Chapter the Seventh: Cave
Jack felt relieved when they left the claustrophobic, wet confines of the jungle. To his dismay, he saw no shadow of a ship looming on the distance, nor the billowing of a sail over the horizon. It was depressing, really - he knew, deep in his black heart, that it would take nothing short of a complete and utter miracle for the Pearl to find him.
Knowing his luck, they'd probably turn up *after* his allotted fourteen days were up, to find their Captain dead and sacrificed to some Jamaican god or other.
It wasn't a nice concept. Jack always visualized himself as going out in some blaze of glory - in a spectacular firefight with an enemy ship, perhaps. Or maybe he would grow old and become the Greatest Pirate that Ever Lived To Say So, and then die in his bed surrounded by a million grandkiddies.
Although he really couldn't see himself having kiddies at all, let alone grandkiddies.
Anyway, instead of dying in the ways he thought he ought to, he was going to be sacrificed on some bamboo altar for the benefit of these people whose sole purpose in life was to dance around a campfire in face paint, chanting "Mulla mulla!".
How depressing.
Jack was so depressed about this that he wasn't much help to Urenna as they built the signal. As he half-heartedly tossed a twig onto the heap of bamboo and driftwood she had piled up on the beach, she'd had enough.
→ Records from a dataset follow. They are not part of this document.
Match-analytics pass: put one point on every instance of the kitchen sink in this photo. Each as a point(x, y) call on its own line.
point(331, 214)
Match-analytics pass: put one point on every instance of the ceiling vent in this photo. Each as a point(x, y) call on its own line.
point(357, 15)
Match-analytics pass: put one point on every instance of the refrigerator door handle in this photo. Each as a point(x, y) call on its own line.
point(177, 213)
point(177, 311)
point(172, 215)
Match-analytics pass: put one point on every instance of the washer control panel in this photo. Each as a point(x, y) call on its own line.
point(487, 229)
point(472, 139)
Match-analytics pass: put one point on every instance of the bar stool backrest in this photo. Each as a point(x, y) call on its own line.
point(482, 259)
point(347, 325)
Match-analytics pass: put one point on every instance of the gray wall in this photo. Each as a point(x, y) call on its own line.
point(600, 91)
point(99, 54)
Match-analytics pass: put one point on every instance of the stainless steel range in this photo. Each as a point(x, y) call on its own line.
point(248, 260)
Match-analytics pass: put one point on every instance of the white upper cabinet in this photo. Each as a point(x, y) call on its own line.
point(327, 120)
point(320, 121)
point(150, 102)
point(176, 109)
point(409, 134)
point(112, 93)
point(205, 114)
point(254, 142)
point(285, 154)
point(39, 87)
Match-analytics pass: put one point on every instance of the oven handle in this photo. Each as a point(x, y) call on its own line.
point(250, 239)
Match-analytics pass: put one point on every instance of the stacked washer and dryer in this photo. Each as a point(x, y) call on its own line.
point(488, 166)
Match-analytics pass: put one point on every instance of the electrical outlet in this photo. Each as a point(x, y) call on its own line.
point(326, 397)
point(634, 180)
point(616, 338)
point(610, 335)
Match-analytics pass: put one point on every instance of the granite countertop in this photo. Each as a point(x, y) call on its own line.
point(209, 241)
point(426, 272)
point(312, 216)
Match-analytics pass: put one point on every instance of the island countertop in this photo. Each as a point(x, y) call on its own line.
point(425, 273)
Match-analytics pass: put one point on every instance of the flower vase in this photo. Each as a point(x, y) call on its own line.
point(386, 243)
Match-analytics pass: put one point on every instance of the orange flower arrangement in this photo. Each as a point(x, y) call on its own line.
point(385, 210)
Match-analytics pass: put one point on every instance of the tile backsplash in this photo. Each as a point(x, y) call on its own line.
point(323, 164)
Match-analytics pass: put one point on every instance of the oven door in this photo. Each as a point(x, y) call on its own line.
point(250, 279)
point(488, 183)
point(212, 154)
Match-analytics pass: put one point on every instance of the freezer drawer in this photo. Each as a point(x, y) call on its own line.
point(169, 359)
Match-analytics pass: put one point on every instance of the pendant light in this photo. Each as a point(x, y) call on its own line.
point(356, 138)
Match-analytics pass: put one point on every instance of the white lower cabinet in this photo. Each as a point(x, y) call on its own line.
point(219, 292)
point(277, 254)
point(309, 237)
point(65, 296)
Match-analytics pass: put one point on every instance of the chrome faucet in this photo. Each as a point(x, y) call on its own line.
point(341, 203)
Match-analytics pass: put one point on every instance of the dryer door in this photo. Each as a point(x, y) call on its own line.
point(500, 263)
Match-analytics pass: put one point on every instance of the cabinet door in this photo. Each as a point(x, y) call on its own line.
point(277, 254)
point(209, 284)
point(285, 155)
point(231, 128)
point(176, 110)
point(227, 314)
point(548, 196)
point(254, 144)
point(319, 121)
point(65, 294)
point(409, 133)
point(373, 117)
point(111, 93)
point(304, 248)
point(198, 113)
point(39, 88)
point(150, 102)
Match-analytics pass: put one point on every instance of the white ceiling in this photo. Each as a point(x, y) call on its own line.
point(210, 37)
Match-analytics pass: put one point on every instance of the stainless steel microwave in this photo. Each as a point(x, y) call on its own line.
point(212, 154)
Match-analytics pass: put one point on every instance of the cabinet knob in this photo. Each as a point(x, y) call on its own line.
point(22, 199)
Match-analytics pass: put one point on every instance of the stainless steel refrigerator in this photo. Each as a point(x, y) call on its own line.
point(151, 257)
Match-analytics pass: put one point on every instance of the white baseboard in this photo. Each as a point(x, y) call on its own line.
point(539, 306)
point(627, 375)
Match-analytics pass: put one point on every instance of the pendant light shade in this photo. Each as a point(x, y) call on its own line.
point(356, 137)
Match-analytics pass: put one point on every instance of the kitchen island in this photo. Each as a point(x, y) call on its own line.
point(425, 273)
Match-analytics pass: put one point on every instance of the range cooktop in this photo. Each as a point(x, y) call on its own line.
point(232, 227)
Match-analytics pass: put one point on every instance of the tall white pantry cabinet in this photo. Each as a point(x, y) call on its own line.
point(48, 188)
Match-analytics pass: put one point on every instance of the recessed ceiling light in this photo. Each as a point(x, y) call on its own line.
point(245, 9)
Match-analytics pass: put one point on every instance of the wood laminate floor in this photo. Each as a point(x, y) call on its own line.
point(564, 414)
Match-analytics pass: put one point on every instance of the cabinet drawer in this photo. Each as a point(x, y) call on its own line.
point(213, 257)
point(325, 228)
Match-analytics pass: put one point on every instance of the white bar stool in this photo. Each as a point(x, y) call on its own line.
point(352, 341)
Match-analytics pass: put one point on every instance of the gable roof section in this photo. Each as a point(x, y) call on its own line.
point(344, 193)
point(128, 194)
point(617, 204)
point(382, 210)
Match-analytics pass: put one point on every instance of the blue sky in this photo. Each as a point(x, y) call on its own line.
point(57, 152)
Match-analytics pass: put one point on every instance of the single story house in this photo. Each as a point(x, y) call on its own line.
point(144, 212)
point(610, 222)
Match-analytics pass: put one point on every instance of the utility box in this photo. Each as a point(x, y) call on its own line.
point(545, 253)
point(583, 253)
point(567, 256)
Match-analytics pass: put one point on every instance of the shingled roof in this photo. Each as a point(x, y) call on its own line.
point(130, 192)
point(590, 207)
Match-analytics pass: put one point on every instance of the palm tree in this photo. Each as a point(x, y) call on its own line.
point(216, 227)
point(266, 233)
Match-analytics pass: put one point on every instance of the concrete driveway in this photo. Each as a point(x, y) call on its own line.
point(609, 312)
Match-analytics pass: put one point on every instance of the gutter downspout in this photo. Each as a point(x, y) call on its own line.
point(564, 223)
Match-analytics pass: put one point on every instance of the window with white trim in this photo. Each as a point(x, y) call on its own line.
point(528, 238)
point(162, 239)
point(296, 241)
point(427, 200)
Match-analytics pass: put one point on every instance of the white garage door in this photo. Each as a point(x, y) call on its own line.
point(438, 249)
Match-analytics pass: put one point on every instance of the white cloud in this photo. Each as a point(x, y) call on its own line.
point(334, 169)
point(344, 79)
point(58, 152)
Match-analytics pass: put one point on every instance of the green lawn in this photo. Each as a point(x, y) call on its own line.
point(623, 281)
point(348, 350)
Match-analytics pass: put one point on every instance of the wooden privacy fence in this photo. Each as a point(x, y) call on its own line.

"You stop! I do it," she snapped irritably. Jack didn't need to be told twice. He flopped down onto the sand and watched the warrior woman as she hauled another log of driftwood onto the pile.
"Yer lucky, y'know," he remarked. "Your life is so simple. Don't have to worry about being killed in horrific ways. Oh, wait," he added, frowning, "Maybe you do - some of those snakes can't be too friendly, eh?"
Urenna ignored him. She knelt by the pile of flammable stuffs, and did something with a stick and her hands at its base. Soon, a flicker of fire had begun to spread over the heap.
Jack scrambled up and backed away, watching as the flames grew and grew. Smoke curled upwards, grey ribbons against the clear blue backdrop of Caribbean sky.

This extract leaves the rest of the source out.